I grew up reading British literature and Greek and Roman mythology and studying Western Civilization stuff. Until I was 8, I thought our family must be British. When my father told me, "No, mijo, you're American, but you're Hispanic too," I was confused.
My disconnection from my Hispanic heritage continued into college. When professors called roll, I kept missing my name the first semester, it was so unfamiliar to me. This "Jose" was some guy I never knew. The other Joses looked different and talked different and could all, to a person, speak Spanish. I couldn't. (At least much or well.)
Today I live in my hometown of El Paso, Texas, minutes away from Mexico, and every day I'm reminded that I don't fit in on the other side of the border. I look white. I'm not Mexican. My skin and taste buds and language and soccer team betray me.
But then a man named Donald Trump entered national politics. And he said that Mexico wasn't sending their best people over; they were sending rapists and criminals. His rhetoric against the country got sharper and sharper. Then he went after Muslims. Then he wished out loud he could punch protestors in the face, offered to pay legal bills for people who would do it, and called young protestors in Chicago a bunch of "thugs."

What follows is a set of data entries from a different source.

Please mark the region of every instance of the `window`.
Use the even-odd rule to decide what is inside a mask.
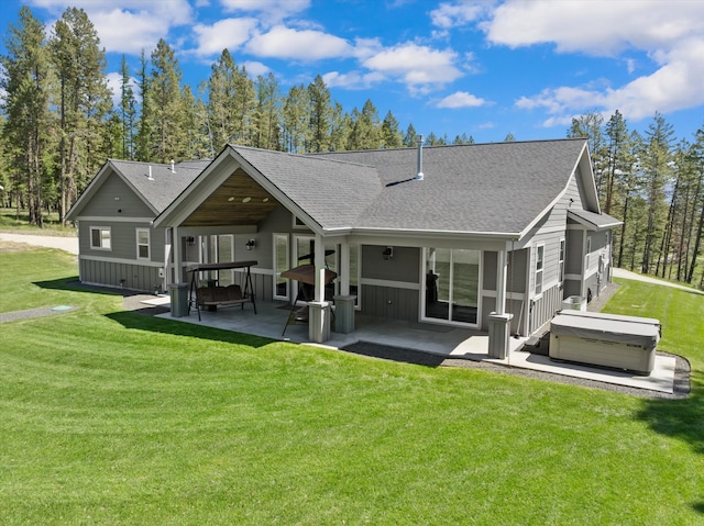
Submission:
[[[274,234],[274,299],[288,300],[288,280],[282,272],[288,270],[288,234]]]
[[[544,245],[536,247],[536,294],[542,293],[542,269],[544,266]]]
[[[136,230],[136,258],[150,258],[150,231],[148,228]]]
[[[564,281],[564,239],[560,239],[560,283]]]
[[[479,324],[481,258],[480,250],[424,250],[424,318]]]
[[[97,250],[110,250],[110,227],[109,226],[91,226],[90,227],[90,248]]]

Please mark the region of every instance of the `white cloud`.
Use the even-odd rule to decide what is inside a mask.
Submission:
[[[404,82],[413,93],[428,93],[462,77],[455,66],[458,54],[408,43],[382,49],[364,59],[363,66]]]
[[[704,33],[704,2],[691,0],[508,0],[481,27],[510,47],[554,43],[559,52],[614,56],[625,48],[668,49]]]
[[[492,7],[493,2],[488,0],[464,1],[459,3],[443,2],[437,9],[430,11],[430,20],[432,25],[448,30],[474,22],[483,16]]]
[[[270,23],[280,22],[310,7],[310,0],[220,0],[220,3],[228,12],[256,12]]]
[[[57,16],[66,10],[64,0],[31,3]],[[194,16],[187,0],[122,0],[119,8],[114,0],[74,0],[72,5],[86,11],[106,51],[133,55],[150,53],[160,38],[168,38],[170,27],[189,24]]]
[[[349,71],[341,74],[339,71],[330,71],[322,76],[322,80],[328,88],[369,89],[375,83],[386,80],[386,78],[380,72]]]
[[[251,78],[256,78],[260,75],[266,75],[271,71],[266,65],[256,60],[245,60],[242,63],[242,66],[244,66],[248,76]]]
[[[198,55],[215,55],[226,47],[232,53],[244,44],[256,29],[256,19],[223,19],[212,25],[196,24]]]
[[[466,91],[458,91],[451,96],[441,99],[436,107],[437,108],[476,108],[486,104],[484,99],[468,93]]]
[[[353,48],[348,41],[320,31],[297,31],[276,25],[255,35],[245,49],[260,57],[289,58],[301,61],[348,57]]]
[[[636,63],[624,51],[645,52],[656,69],[620,87],[559,87],[522,97],[516,107],[541,109],[546,126],[569,124],[584,111],[605,117],[619,110],[628,120],[704,103],[704,2],[671,0],[509,0],[481,24],[487,40],[509,47],[553,43],[558,52],[615,57],[628,74]]]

I know, I know. There are two sides to this. The most generous reading of Trump and Trumpism is that these are individuals concerned about border security. They simply want to see their families protected, terrorists prevented from entering the US, and laws followed. It's all so perfectly reasonable and understandable and not racist in the least.

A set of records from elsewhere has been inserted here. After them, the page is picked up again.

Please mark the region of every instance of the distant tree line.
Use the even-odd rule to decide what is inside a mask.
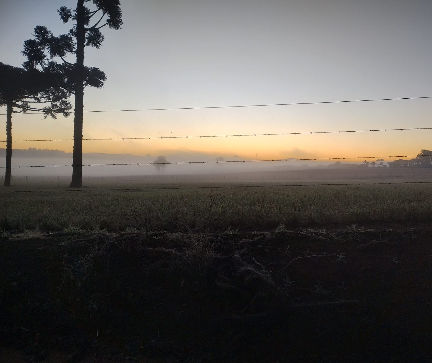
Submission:
[[[387,165],[386,165],[387,164]],[[375,161],[363,161],[362,164],[343,164],[337,161],[329,166],[334,168],[432,168],[432,151],[423,149],[414,159],[410,160],[399,159],[385,163],[384,159],[378,159]]]

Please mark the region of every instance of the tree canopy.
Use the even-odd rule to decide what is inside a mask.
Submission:
[[[6,164],[5,186],[10,186],[12,158],[12,114],[40,111],[44,118],[67,117],[72,106],[70,93],[58,65],[49,62],[43,71],[14,67],[0,62],[0,105],[6,106]],[[36,105],[42,104],[42,108]]]
[[[46,27],[38,25],[35,28],[34,38],[25,41],[22,51],[27,57],[23,65],[28,69],[38,64],[44,66],[48,56],[51,59],[58,57],[63,61],[63,72],[70,91],[75,96],[72,187],[83,186],[84,89],[88,86],[100,88],[106,80],[105,73],[99,68],[84,66],[84,48],[90,46],[98,49],[104,40],[100,29],[107,25],[109,29],[118,29],[123,24],[120,0],[91,0],[94,10],[86,6],[90,1],[77,0],[73,10],[61,6],[57,12],[62,21],[64,23],[73,22],[69,32],[55,36]],[[93,19],[94,22],[91,25]],[[75,61],[67,60],[68,55],[74,57]]]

I'm an evangelical Christian. I'm even an evangelical pastor. I got a Republican mug as a gift for my first birthday (I still have it). I am pro-life. I will not officiate a same-sex marriage based on a conscience issue. I am grateful for the American Founding Fathers (some of them were even Christians). I love Chick-fil-A. I (usually) vote Republican.

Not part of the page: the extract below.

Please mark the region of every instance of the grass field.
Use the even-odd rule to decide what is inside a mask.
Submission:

I live on the border and see that the immigration system is broken. I see that not all immigrants are good people, some are terrible people, and some have no interest in America except what they can get from it. I have many friends who work for the federal government in border enforcement, who are good people who've dedicated their lives to helping and not hurting our country. Everything in my background should orient me to sympathy for Trump's positions. I get it.
Except for this: I feel it.
I feel, for the first time, that some people would look at my birth certificate and name and wonder if I was really an American.
When I listen to Trump and his supporters rail against immigration, I wonder if what they're really saying is: We don't want Mexican Americans in this country, because they are not real Americans. When I listen to Trump promise to fix the problem, and people chant at his rallies, "The wall. The wall," I wonder if what they're really saying is, "Keep Mexicans out."
I don't judge every Trump supporter as being a racist. But this is the truth: A lot of racists support him, and he only denies them when absolutely pressed, and with the softest language in his vocabulary. This is the truth: He knows that racism and xenophobia are animating sections of his supporters and is making absolutely no effort to stop it.